How can a life be given a cost value?
While it's not something people like to discuss, lives are always assigned monetary values. We do it with every aspect of our bodies - workers comp agreements have charts showing the value of each limb or finger, etc.
Look at it this way:
Say there's a disease called Deathabetes that primarily affects elderly people. Sheisa Pharmaceuticals develops a drug called Death-B-Gon that, on average, extends the life of a Deathabetes sufferer for 1 year. Now, if that drug cost $10, I would assume that every one of us would agree that Medicare should pay for it. If the cost were $5,000, I think most people would still be on board. But what it it cost $50,000? $500,000? $50,000,000?
At some point, everyone would have to agree that the drug becomes too expensive to be worth its benefit. We face this exact same dilemma with thousands and thousands of drugs and procedures today, ranging from hip replacements to cancer treatments. How the balancing point is calculated is incredibly important.
One of the reasons why insurance costs continue to increase is because of special interest groups that lobby insurers on this exact issue. First, a breast cancer group raises a stink about an insurance company refusing to pay for a particular expensive drug. Not wanting the bad publicity, the company agrees to pay for that drug. Then a Parkinson's group does the same. Then a MS group, then a Sickle Cell group, etc. The end result is that most everything ends up getting covered and the rest of the costs get passed on to everyone else.

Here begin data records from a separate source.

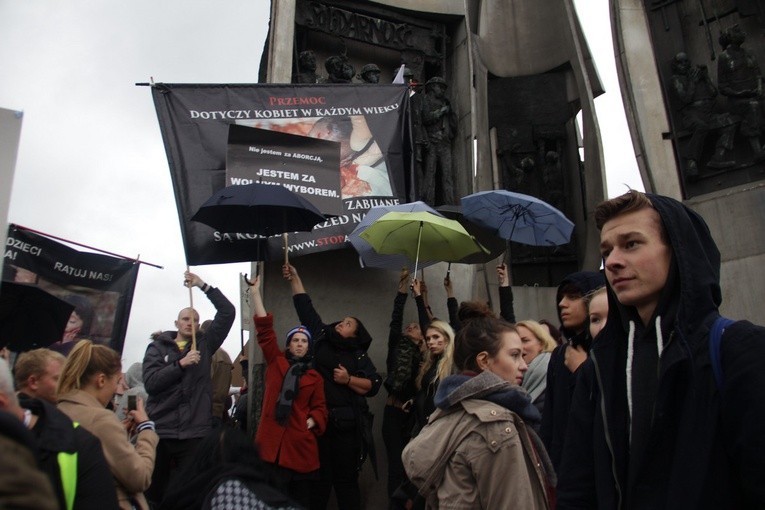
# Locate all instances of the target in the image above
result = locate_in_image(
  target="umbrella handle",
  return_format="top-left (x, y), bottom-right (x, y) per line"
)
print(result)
top-left (282, 232), bottom-right (290, 266)
top-left (414, 221), bottom-right (423, 278)
top-left (186, 265), bottom-right (197, 351)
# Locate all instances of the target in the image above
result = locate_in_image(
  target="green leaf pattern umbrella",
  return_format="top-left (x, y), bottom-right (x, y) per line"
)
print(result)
top-left (360, 212), bottom-right (485, 274)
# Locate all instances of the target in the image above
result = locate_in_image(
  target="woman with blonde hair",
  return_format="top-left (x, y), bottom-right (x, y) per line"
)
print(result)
top-left (402, 317), bottom-right (555, 510)
top-left (515, 320), bottom-right (558, 414)
top-left (58, 340), bottom-right (159, 510)
top-left (412, 320), bottom-right (454, 436)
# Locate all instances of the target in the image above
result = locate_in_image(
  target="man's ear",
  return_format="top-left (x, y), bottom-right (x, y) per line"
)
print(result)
top-left (26, 374), bottom-right (39, 390)
top-left (475, 351), bottom-right (489, 370)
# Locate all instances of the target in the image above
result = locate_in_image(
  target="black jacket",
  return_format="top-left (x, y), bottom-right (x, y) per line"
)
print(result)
top-left (384, 292), bottom-right (422, 402)
top-left (19, 395), bottom-right (119, 510)
top-left (293, 294), bottom-right (382, 412)
top-left (143, 288), bottom-right (236, 439)
top-left (539, 271), bottom-right (605, 470)
top-left (558, 195), bottom-right (765, 510)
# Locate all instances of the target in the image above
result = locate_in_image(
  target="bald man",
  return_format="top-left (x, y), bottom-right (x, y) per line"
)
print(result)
top-left (143, 271), bottom-right (236, 506)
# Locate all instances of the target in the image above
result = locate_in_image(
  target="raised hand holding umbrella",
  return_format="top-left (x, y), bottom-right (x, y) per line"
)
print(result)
top-left (359, 212), bottom-right (485, 274)
top-left (348, 201), bottom-right (441, 270)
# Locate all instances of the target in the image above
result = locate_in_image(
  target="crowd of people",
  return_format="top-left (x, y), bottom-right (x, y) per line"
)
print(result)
top-left (0, 191), bottom-right (765, 510)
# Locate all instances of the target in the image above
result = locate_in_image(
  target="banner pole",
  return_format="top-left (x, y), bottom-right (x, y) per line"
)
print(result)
top-left (186, 265), bottom-right (197, 351)
top-left (13, 224), bottom-right (164, 269)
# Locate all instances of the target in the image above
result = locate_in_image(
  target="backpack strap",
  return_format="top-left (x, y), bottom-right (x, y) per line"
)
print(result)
top-left (709, 316), bottom-right (736, 391)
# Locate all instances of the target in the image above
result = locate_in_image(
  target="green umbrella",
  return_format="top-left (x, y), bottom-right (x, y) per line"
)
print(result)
top-left (359, 211), bottom-right (486, 274)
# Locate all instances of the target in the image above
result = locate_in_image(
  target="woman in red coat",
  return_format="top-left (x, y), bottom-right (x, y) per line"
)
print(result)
top-left (249, 277), bottom-right (327, 507)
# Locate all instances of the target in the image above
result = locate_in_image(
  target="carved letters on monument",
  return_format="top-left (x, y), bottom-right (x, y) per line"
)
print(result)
top-left (295, 1), bottom-right (438, 56)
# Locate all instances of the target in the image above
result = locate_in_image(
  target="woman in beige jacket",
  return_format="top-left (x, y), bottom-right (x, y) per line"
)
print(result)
top-left (58, 340), bottom-right (159, 510)
top-left (402, 318), bottom-right (555, 510)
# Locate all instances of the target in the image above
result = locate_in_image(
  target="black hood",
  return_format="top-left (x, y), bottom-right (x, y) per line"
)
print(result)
top-left (325, 316), bottom-right (372, 352)
top-left (555, 271), bottom-right (606, 338)
top-left (599, 193), bottom-right (722, 346)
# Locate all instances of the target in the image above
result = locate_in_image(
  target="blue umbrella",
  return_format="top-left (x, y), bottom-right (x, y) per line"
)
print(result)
top-left (462, 190), bottom-right (574, 246)
top-left (348, 201), bottom-right (442, 270)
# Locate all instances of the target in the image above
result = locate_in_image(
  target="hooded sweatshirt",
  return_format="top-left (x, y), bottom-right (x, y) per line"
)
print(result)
top-left (293, 294), bottom-right (382, 415)
top-left (558, 195), bottom-right (765, 510)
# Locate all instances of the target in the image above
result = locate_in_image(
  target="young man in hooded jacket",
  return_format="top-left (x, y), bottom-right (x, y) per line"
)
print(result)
top-left (557, 191), bottom-right (765, 510)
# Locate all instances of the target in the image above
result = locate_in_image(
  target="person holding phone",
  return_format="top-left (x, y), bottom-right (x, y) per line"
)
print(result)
top-left (114, 362), bottom-right (149, 420)
top-left (247, 276), bottom-right (327, 507)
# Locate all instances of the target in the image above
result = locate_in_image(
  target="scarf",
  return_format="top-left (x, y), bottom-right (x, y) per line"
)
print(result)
top-left (521, 352), bottom-right (550, 402)
top-left (276, 351), bottom-right (312, 427)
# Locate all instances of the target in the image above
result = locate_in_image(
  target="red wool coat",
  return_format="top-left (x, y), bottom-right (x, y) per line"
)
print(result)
top-left (254, 313), bottom-right (327, 473)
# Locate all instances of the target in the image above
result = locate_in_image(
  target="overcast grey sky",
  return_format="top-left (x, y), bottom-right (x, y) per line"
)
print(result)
top-left (0, 0), bottom-right (642, 367)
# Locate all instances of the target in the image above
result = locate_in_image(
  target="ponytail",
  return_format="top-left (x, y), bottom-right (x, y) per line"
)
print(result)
top-left (58, 340), bottom-right (122, 395)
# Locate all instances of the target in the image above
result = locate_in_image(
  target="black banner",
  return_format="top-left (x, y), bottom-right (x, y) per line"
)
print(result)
top-left (3, 224), bottom-right (140, 353)
top-left (152, 84), bottom-right (409, 265)
top-left (226, 124), bottom-right (343, 216)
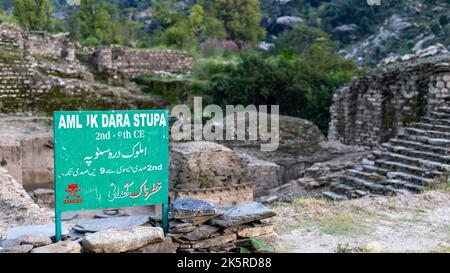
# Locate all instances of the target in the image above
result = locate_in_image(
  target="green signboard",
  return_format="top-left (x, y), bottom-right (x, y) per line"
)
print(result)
top-left (54, 110), bottom-right (169, 240)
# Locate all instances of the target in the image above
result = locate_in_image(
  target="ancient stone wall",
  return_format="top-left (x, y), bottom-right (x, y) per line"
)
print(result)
top-left (95, 47), bottom-right (194, 79)
top-left (329, 55), bottom-right (450, 147)
top-left (26, 32), bottom-right (75, 61)
top-left (172, 184), bottom-right (253, 207)
top-left (0, 24), bottom-right (159, 114)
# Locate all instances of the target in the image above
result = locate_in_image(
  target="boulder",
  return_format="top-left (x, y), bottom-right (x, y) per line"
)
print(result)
top-left (81, 226), bottom-right (164, 253)
top-left (333, 24), bottom-right (359, 44)
top-left (130, 237), bottom-right (176, 253)
top-left (0, 167), bottom-right (54, 239)
top-left (169, 223), bottom-right (195, 234)
top-left (169, 197), bottom-right (219, 219)
top-left (416, 44), bottom-right (449, 58)
top-left (0, 242), bottom-right (33, 253)
top-left (192, 233), bottom-right (237, 249)
top-left (183, 225), bottom-right (220, 241)
top-left (18, 234), bottom-right (52, 247)
top-left (31, 241), bottom-right (81, 253)
top-left (237, 226), bottom-right (273, 238)
top-left (0, 239), bottom-right (21, 248)
top-left (210, 202), bottom-right (276, 228)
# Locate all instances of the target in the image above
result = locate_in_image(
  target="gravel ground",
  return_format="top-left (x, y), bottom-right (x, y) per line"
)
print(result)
top-left (273, 190), bottom-right (450, 253)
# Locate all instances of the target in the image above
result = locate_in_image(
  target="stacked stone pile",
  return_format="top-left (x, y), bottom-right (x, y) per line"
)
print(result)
top-left (95, 47), bottom-right (194, 78)
top-left (169, 141), bottom-right (248, 190)
top-left (323, 100), bottom-right (450, 200)
top-left (168, 198), bottom-right (275, 253)
top-left (328, 54), bottom-right (450, 147)
top-left (0, 198), bottom-right (275, 253)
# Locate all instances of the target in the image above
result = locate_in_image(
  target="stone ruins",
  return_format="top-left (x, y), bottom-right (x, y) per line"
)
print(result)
top-left (0, 24), bottom-right (450, 253)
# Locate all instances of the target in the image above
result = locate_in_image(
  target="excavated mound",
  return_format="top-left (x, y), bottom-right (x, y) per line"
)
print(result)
top-left (0, 167), bottom-right (54, 239)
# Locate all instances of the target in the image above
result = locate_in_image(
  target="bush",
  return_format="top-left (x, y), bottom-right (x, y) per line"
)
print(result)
top-left (206, 46), bottom-right (356, 132)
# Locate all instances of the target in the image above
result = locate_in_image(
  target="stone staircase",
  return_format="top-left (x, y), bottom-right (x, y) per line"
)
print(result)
top-left (322, 103), bottom-right (450, 200)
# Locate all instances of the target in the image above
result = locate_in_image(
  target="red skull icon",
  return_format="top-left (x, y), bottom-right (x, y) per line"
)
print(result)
top-left (66, 184), bottom-right (81, 199)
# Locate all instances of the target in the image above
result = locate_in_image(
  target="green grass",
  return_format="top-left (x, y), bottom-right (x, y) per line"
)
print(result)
top-left (319, 212), bottom-right (367, 236)
top-left (433, 245), bottom-right (450, 254)
top-left (291, 198), bottom-right (327, 206)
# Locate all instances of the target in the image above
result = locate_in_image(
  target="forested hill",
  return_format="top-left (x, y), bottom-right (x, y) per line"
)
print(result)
top-left (0, 0), bottom-right (450, 65)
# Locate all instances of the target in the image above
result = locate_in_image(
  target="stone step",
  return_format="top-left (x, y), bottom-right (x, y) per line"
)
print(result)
top-left (375, 159), bottom-right (441, 179)
top-left (437, 106), bottom-right (450, 114)
top-left (331, 183), bottom-right (355, 195)
top-left (331, 183), bottom-right (371, 199)
top-left (382, 139), bottom-right (450, 157)
top-left (341, 175), bottom-right (390, 194)
top-left (386, 182), bottom-right (413, 195)
top-left (421, 117), bottom-right (450, 126)
top-left (427, 111), bottom-right (450, 120)
top-left (382, 143), bottom-right (450, 164)
top-left (405, 127), bottom-right (450, 141)
top-left (386, 172), bottom-right (434, 186)
top-left (388, 179), bottom-right (425, 193)
top-left (361, 165), bottom-right (390, 176)
top-left (411, 122), bottom-right (450, 133)
top-left (373, 150), bottom-right (450, 172)
top-left (397, 134), bottom-right (450, 149)
top-left (346, 169), bottom-right (387, 183)
top-left (322, 191), bottom-right (348, 201)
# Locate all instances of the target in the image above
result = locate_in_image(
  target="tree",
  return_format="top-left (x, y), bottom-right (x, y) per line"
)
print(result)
top-left (202, 0), bottom-right (265, 44)
top-left (11, 0), bottom-right (53, 31)
top-left (207, 45), bottom-right (356, 132)
top-left (272, 23), bottom-right (335, 55)
top-left (203, 17), bottom-right (227, 40)
top-left (188, 4), bottom-right (205, 36)
top-left (69, 0), bottom-right (126, 45)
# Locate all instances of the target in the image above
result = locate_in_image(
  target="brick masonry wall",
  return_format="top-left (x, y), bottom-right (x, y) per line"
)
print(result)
top-left (95, 47), bottom-right (194, 79)
top-left (0, 24), bottom-right (158, 114)
top-left (328, 56), bottom-right (450, 147)
top-left (172, 184), bottom-right (253, 207)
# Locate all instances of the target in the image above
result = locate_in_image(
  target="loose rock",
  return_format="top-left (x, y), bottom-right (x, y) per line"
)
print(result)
top-left (82, 227), bottom-right (164, 253)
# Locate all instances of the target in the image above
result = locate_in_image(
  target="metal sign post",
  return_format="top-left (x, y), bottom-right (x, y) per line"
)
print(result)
top-left (53, 110), bottom-right (169, 241)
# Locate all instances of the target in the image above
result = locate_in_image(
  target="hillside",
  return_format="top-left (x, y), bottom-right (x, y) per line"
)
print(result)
top-left (44, 0), bottom-right (450, 66)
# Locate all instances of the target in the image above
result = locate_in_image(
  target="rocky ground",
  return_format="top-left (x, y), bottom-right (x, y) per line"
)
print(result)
top-left (273, 187), bottom-right (450, 253)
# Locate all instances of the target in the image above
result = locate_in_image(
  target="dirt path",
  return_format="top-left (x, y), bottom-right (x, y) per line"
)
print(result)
top-left (273, 190), bottom-right (450, 253)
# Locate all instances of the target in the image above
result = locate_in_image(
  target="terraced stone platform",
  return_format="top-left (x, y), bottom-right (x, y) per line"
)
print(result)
top-left (322, 102), bottom-right (450, 200)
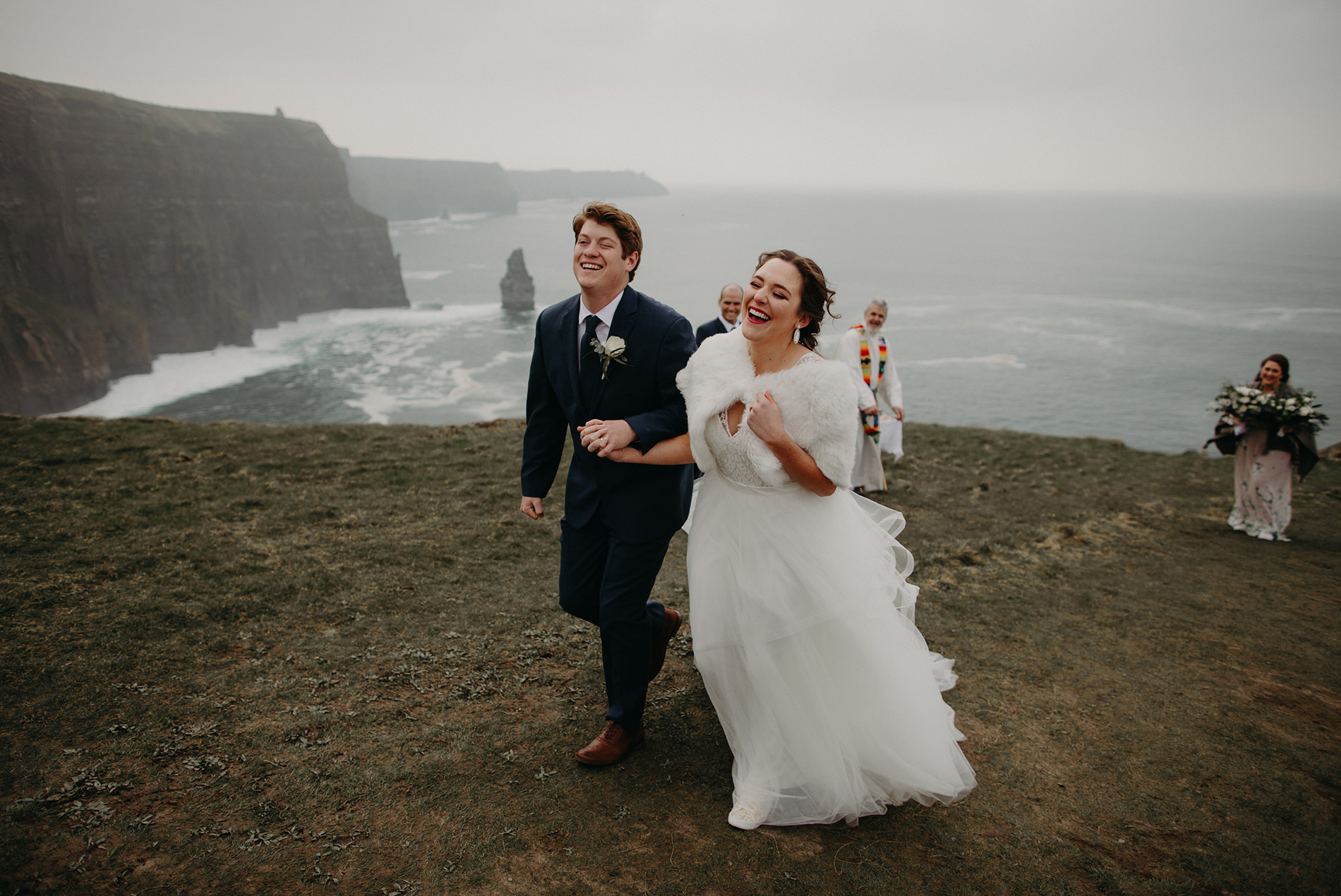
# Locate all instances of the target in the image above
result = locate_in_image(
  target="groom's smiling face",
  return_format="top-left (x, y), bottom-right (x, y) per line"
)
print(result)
top-left (572, 219), bottom-right (638, 298)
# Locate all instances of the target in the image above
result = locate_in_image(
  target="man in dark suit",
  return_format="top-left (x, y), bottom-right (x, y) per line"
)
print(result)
top-left (693, 283), bottom-right (745, 345)
top-left (522, 202), bottom-right (694, 766)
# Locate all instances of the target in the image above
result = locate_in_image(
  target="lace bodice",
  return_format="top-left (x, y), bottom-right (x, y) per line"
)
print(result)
top-left (703, 351), bottom-right (822, 488)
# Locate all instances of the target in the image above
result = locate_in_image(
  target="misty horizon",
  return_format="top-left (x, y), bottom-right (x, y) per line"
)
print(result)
top-left (0, 0), bottom-right (1341, 196)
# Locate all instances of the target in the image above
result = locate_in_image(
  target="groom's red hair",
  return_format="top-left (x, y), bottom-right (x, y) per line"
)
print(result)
top-left (572, 202), bottom-right (642, 283)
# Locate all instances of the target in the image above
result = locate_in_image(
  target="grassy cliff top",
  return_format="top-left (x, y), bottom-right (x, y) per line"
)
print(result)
top-left (0, 417), bottom-right (1341, 893)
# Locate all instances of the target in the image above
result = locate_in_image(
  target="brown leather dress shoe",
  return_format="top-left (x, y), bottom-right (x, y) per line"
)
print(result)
top-left (648, 607), bottom-right (680, 682)
top-left (577, 722), bottom-right (644, 766)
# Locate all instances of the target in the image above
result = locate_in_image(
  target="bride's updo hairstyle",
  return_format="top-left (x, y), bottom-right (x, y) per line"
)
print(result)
top-left (1253, 354), bottom-right (1290, 387)
top-left (755, 250), bottom-right (838, 351)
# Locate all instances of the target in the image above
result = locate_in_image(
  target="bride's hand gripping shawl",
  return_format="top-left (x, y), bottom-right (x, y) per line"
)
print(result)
top-left (676, 330), bottom-right (857, 490)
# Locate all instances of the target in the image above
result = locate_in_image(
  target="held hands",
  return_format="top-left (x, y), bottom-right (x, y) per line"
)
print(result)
top-left (578, 420), bottom-right (641, 460)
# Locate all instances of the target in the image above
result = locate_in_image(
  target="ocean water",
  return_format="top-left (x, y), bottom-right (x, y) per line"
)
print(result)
top-left (70, 190), bottom-right (1341, 452)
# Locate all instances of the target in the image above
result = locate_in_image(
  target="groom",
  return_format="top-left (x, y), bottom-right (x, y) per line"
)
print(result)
top-left (522, 202), bottom-right (694, 766)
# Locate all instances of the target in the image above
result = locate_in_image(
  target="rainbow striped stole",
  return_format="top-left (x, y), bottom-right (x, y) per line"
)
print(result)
top-left (853, 323), bottom-right (889, 441)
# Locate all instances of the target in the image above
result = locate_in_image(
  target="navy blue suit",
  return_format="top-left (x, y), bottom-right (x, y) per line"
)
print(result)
top-left (522, 286), bottom-right (696, 732)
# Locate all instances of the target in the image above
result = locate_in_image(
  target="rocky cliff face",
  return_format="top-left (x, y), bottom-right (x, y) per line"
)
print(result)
top-left (0, 75), bottom-right (407, 413)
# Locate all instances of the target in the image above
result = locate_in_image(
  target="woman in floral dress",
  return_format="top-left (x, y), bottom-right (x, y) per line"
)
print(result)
top-left (1220, 354), bottom-right (1318, 542)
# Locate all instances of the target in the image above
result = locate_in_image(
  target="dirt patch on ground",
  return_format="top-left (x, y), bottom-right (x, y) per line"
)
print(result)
top-left (0, 417), bottom-right (1341, 895)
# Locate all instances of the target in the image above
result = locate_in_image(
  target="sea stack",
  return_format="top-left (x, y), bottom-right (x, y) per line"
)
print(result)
top-left (499, 250), bottom-right (535, 311)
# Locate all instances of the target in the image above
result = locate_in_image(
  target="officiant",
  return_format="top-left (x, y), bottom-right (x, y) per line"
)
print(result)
top-left (834, 299), bottom-right (904, 492)
top-left (693, 283), bottom-right (745, 345)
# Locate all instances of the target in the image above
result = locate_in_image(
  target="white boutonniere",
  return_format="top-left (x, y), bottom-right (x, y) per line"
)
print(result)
top-left (587, 337), bottom-right (629, 380)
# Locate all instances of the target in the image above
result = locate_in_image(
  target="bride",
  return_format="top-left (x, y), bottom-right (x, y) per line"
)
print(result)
top-left (582, 250), bottom-right (976, 830)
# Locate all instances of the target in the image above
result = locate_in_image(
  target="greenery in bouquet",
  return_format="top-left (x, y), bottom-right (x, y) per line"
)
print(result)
top-left (1211, 382), bottom-right (1328, 435)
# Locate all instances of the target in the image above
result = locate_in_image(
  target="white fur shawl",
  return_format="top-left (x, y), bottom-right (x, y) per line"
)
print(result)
top-left (676, 329), bottom-right (857, 488)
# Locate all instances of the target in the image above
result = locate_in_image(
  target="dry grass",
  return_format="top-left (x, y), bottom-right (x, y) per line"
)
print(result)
top-left (0, 417), bottom-right (1341, 895)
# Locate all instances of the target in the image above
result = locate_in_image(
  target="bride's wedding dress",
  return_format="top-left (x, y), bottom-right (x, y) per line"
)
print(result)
top-left (681, 337), bottom-right (975, 826)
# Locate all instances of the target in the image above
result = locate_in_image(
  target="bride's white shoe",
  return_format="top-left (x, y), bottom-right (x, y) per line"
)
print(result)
top-left (727, 802), bottom-right (769, 830)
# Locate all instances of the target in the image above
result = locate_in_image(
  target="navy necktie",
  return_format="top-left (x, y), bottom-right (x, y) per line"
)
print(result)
top-left (578, 314), bottom-right (601, 404)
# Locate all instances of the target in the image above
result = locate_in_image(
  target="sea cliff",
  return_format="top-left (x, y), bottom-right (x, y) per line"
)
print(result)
top-left (0, 74), bottom-right (407, 413)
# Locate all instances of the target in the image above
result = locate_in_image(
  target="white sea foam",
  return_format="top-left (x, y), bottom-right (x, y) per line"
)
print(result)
top-left (66, 305), bottom-right (498, 417)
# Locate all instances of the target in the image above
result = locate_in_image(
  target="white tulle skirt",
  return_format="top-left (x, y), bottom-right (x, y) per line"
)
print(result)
top-left (688, 472), bottom-right (976, 825)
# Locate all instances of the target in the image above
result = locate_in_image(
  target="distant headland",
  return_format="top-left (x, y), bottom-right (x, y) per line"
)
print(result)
top-left (0, 74), bottom-right (666, 414)
top-left (0, 74), bottom-right (408, 414)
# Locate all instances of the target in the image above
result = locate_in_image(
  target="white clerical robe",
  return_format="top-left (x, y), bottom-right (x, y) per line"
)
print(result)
top-left (834, 327), bottom-right (904, 491)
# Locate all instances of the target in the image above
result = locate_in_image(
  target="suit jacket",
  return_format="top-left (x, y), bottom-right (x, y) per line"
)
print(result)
top-left (522, 286), bottom-right (694, 543)
top-left (693, 318), bottom-right (727, 345)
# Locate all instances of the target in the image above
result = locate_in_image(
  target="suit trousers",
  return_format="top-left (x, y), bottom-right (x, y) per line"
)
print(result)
top-left (559, 519), bottom-right (670, 734)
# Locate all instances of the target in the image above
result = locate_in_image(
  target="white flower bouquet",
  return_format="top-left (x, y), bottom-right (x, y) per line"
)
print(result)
top-left (1211, 382), bottom-right (1328, 435)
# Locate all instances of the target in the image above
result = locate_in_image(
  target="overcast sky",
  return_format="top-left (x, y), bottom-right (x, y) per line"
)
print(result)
top-left (0, 0), bottom-right (1341, 193)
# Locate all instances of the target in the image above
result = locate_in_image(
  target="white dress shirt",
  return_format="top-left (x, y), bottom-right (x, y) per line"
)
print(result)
top-left (578, 287), bottom-right (627, 353)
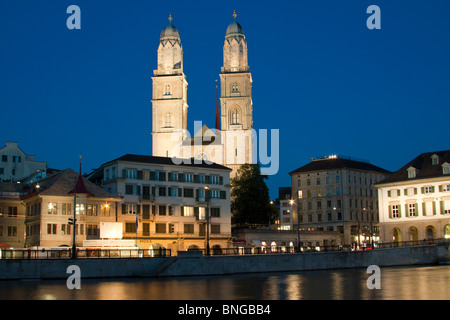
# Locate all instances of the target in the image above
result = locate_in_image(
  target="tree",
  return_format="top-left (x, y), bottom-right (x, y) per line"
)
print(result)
top-left (231, 164), bottom-right (277, 225)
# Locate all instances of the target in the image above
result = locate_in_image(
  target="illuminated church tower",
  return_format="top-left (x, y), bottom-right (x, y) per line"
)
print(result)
top-left (220, 12), bottom-right (253, 177)
top-left (152, 16), bottom-right (188, 157)
top-left (152, 13), bottom-right (253, 177)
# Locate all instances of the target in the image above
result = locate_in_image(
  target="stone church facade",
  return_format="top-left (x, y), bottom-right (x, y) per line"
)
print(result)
top-left (152, 13), bottom-right (254, 177)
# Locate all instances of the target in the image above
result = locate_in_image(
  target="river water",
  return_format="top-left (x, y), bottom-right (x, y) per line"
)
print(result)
top-left (0, 265), bottom-right (450, 300)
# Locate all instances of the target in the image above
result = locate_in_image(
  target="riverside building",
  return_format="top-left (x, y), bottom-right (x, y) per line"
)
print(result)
top-left (289, 156), bottom-right (391, 247)
top-left (152, 13), bottom-right (255, 177)
top-left (376, 150), bottom-right (450, 244)
top-left (21, 169), bottom-right (121, 247)
top-left (89, 154), bottom-right (232, 253)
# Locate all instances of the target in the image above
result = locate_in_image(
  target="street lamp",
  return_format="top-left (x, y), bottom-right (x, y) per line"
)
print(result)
top-left (205, 186), bottom-right (211, 256)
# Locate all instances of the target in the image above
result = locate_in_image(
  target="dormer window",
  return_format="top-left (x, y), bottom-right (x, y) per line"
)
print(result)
top-left (164, 84), bottom-right (172, 96)
top-left (431, 154), bottom-right (439, 166)
top-left (408, 167), bottom-right (417, 179)
top-left (442, 162), bottom-right (450, 174)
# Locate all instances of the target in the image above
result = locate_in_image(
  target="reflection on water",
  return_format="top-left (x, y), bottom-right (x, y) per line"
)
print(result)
top-left (0, 266), bottom-right (450, 300)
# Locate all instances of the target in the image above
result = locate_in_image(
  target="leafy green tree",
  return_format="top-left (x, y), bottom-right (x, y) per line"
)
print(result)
top-left (231, 164), bottom-right (277, 225)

When the decisions are being made by insurers or politicians who are subject to the fleeting will of the public, inefficient choices are going to be made. The only way to get around this is to have the people making the decisions be as independent from public control as possible. Britain tried to do just this by creating the NICE, but despite that program's successes, it has still fallen prey to some of the same interest group capture.
Here is the stark reality that neither Republicans or Democrats are willing to admit: So long as we as a nation continue to place such an incredibly high value on the availability of expensive life-saving treatments, we will never bring health care spending under control. I don't see such a significant cultural shift happening any time soon.